Texas is also home to the nation’s second largest Latino population, 9.8 million. The Houston-The Woodlands-Sugar Land, metro area is home to 2,335,000 Hispanics, 36.4 percent of the population, many of which face economic and language barriers which make accessing aid and help challenging, if not impossible.

But by far those facing the most dire situation, are undocumented immigrants. Anti-immigrant measures by the Trump administration have caused fear among the Latino community and even among those with protected status under the DREAM Act now live in constant fear of deportation which in turn stands in the way of many seeking any help whatsoever, even if their lives are at risk. Most undocumented immigrants also fear requesting any type of aid for damages, leaving them with little to nothing and forced to start over.

So once again, it’s those among us who already have to fight to get ahead and out of poverty, those who already face discrimination, those who already struggle with illness, who suffer the most. While disasters themselves may not discriminate, but the way that we have developed our cities and our policies, and the way we treat millions of our fellow Americans, do.

We are all stakeholders when it comes to protecting our environment and as such it’s on us to make sure that we are all protected. Climate change is making hurricanes like Harvey more intense, wetter, and more severe. Warmer air holds more moisture, feeding more precipitation into storms resulting in more rainfall and increasing the risk of flooding.

Policies proposed by the Trump Administration that ignore the reality of climate change put us all at risk and put these communities directly in harm’s way and lives at risk, and the toll can be seen worldwide. In the US, the impact of climate change is now clear, costly and widespread.
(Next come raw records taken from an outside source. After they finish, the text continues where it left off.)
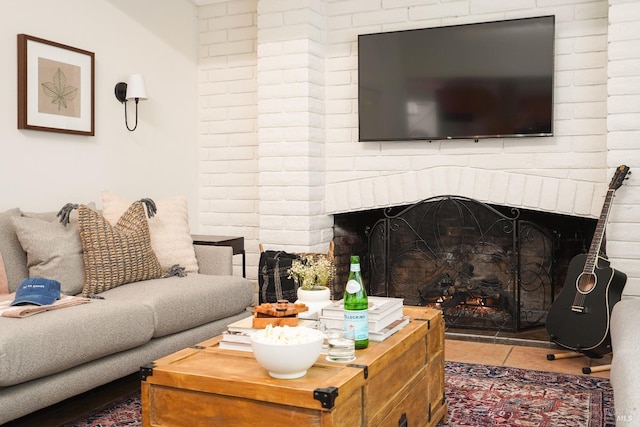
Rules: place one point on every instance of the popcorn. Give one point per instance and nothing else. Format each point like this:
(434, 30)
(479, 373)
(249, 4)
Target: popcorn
(286, 335)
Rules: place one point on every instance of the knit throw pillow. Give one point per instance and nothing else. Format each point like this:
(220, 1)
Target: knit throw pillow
(116, 254)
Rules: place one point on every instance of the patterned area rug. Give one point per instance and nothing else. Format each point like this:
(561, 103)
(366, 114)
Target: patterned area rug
(480, 395)
(477, 396)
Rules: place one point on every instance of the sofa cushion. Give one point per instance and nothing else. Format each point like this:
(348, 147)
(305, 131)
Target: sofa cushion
(173, 303)
(4, 283)
(53, 251)
(118, 254)
(53, 341)
(169, 229)
(15, 259)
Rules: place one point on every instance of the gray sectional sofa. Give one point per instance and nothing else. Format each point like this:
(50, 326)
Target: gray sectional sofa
(49, 357)
(625, 364)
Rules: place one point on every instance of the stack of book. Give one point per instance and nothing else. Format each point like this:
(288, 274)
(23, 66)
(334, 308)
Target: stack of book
(385, 317)
(238, 334)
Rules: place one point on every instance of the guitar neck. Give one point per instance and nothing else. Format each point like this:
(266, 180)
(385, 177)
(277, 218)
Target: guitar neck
(598, 235)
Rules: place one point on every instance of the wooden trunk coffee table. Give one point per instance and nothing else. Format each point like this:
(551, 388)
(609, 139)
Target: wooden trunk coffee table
(397, 382)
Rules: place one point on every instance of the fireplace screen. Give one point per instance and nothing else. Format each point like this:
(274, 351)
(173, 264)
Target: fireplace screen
(482, 268)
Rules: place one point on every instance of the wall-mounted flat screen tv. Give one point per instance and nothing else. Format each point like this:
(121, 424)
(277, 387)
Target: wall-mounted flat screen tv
(486, 80)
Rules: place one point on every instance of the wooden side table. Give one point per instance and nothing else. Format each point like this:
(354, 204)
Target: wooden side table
(236, 243)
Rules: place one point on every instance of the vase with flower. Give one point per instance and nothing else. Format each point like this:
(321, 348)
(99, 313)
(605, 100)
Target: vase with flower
(312, 274)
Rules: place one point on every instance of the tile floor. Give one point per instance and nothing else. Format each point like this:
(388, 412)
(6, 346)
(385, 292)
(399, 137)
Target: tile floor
(521, 356)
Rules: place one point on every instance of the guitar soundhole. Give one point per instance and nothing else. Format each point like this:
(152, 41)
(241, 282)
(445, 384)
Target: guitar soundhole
(586, 282)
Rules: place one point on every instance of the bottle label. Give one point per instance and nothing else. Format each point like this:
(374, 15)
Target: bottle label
(353, 286)
(356, 324)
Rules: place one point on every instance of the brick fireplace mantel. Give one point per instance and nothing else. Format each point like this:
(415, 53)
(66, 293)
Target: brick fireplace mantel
(546, 194)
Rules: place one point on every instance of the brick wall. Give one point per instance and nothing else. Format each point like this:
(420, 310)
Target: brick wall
(623, 125)
(279, 121)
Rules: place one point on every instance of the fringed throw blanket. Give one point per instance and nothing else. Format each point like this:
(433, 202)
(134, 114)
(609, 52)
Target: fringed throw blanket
(20, 311)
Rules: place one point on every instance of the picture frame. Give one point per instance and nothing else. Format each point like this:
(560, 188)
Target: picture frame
(56, 90)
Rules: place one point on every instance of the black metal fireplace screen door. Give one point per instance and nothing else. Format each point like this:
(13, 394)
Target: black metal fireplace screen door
(483, 268)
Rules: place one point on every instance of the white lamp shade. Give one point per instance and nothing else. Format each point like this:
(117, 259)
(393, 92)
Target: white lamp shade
(135, 87)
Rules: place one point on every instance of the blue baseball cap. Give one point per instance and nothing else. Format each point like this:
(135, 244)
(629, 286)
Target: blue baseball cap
(38, 291)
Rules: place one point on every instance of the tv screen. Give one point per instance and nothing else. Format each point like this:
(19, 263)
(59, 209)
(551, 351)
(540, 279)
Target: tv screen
(475, 81)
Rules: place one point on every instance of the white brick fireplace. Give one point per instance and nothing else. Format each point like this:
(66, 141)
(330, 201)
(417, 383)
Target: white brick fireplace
(278, 121)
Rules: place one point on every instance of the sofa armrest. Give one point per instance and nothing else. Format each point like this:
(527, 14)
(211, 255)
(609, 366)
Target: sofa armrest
(215, 260)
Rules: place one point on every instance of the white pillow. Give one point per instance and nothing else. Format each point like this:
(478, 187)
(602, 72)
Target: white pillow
(169, 229)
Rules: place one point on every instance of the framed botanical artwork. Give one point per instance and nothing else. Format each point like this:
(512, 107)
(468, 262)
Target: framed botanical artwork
(55, 87)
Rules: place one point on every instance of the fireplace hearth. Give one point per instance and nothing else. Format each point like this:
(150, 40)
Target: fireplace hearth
(486, 267)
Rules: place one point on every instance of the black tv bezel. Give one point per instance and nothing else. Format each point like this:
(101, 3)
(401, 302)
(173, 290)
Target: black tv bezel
(475, 138)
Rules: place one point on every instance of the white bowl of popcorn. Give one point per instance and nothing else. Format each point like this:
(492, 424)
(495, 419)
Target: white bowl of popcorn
(286, 352)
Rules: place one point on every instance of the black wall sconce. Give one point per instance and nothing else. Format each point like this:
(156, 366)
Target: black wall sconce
(133, 89)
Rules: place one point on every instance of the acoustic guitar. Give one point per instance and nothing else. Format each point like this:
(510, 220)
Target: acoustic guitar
(579, 317)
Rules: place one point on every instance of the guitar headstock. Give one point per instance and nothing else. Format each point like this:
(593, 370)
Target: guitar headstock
(619, 177)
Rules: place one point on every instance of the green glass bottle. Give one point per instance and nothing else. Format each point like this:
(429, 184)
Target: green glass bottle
(356, 306)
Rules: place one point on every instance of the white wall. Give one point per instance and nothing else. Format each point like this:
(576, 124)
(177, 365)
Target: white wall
(567, 173)
(44, 170)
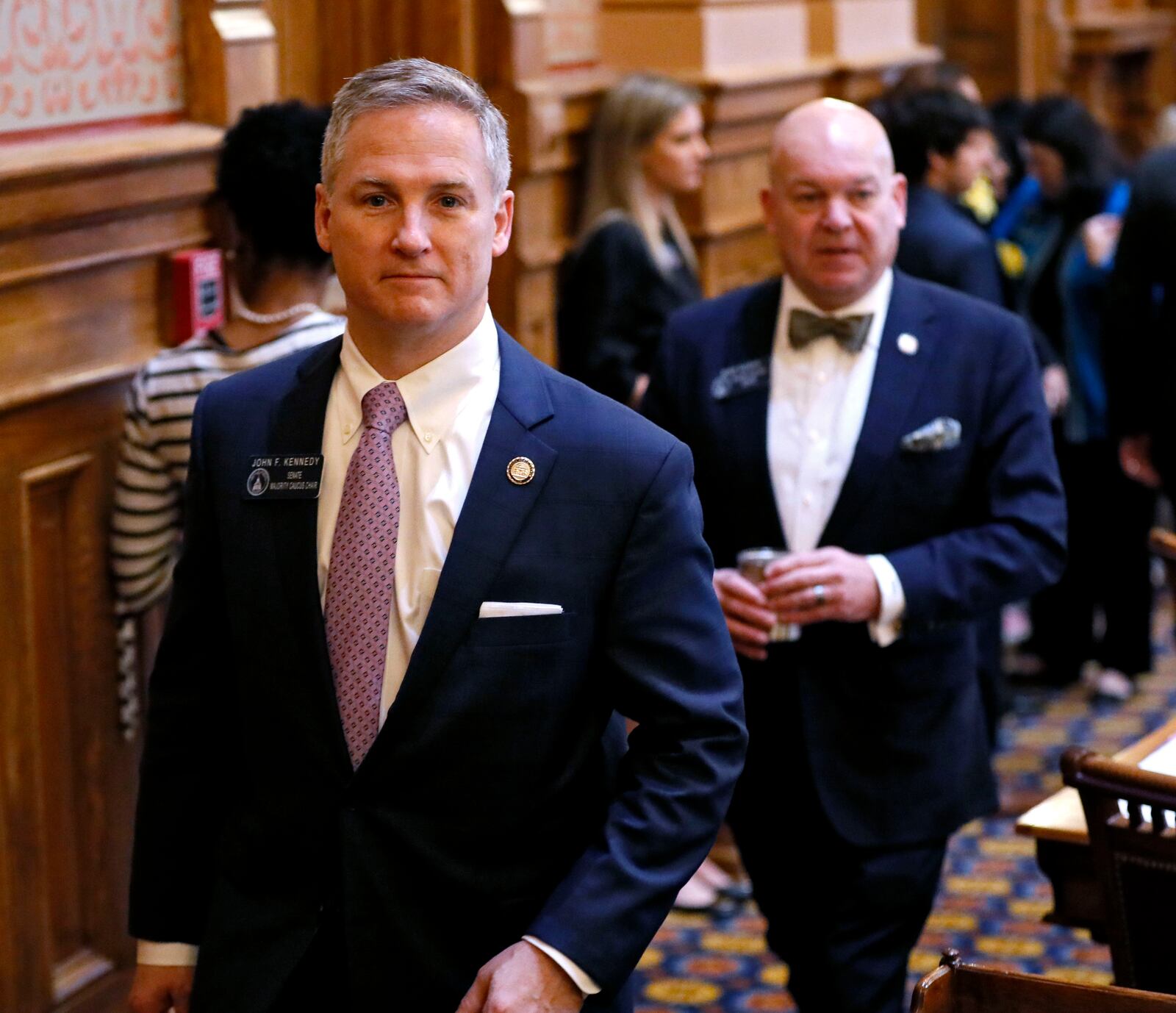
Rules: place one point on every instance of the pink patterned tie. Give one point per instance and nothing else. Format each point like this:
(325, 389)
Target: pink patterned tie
(362, 562)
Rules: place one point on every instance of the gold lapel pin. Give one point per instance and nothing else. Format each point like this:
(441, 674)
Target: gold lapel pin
(521, 470)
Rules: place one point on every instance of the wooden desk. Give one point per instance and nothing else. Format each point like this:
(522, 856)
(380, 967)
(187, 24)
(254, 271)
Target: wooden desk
(1058, 826)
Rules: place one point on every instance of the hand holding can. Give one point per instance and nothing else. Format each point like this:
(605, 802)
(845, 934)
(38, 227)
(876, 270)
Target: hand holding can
(752, 564)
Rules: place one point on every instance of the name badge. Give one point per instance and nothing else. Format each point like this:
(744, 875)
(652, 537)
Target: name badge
(282, 476)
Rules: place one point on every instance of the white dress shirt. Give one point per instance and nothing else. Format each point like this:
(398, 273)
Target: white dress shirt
(815, 411)
(450, 403)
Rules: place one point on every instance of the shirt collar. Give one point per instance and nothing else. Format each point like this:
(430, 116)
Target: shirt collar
(433, 393)
(876, 301)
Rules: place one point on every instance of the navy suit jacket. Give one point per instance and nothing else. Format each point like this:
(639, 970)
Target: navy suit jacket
(495, 801)
(895, 736)
(942, 243)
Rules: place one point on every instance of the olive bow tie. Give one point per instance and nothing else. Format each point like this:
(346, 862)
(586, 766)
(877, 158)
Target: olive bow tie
(850, 332)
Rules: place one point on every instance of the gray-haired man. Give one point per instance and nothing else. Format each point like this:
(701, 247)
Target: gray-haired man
(421, 574)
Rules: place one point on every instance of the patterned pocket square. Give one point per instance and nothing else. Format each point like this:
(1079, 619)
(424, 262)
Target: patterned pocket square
(509, 609)
(939, 434)
(742, 376)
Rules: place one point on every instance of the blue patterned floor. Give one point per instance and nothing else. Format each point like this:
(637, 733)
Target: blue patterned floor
(993, 895)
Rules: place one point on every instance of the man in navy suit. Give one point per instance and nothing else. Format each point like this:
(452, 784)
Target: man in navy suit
(892, 435)
(423, 577)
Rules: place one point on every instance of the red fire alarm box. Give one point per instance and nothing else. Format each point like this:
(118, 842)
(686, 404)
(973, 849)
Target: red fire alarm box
(198, 288)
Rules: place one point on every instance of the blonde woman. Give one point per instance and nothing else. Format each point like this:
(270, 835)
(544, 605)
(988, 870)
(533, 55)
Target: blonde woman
(633, 264)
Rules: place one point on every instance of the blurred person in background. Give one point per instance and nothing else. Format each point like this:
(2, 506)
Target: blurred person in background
(942, 143)
(633, 264)
(1141, 321)
(1067, 237)
(276, 278)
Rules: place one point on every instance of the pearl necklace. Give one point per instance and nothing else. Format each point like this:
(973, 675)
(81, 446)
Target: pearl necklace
(241, 309)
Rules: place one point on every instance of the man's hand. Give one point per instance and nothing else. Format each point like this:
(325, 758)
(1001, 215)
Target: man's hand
(157, 989)
(827, 584)
(750, 618)
(1135, 459)
(1055, 386)
(523, 979)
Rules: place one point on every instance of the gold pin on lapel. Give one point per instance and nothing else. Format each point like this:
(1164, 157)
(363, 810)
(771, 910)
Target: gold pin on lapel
(521, 470)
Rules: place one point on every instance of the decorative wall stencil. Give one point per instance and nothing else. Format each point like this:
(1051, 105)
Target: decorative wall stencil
(68, 62)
While it’s too soon to tell, Harvey will likely cost us hundreds of billions of dollars and an unaccountable amount of human impacts.

While no one storm can be tied to climate change, ignoring the fact that climate change and inequitable and non-sustainable development puts us at greater risk and is foolish and reckless. Only when we face the facts and stop our reliance on fossil fuels, start developing communities that are sustainable and livable for all, and stop discriminating by race and socioeconomic status in our planning, will we truly be able to protect our neighbors from future impacts and save, not sacrifice another slew of lives, hopes and dreams.

 

Adriana Quintero is executive director and founder of Voces Verdes.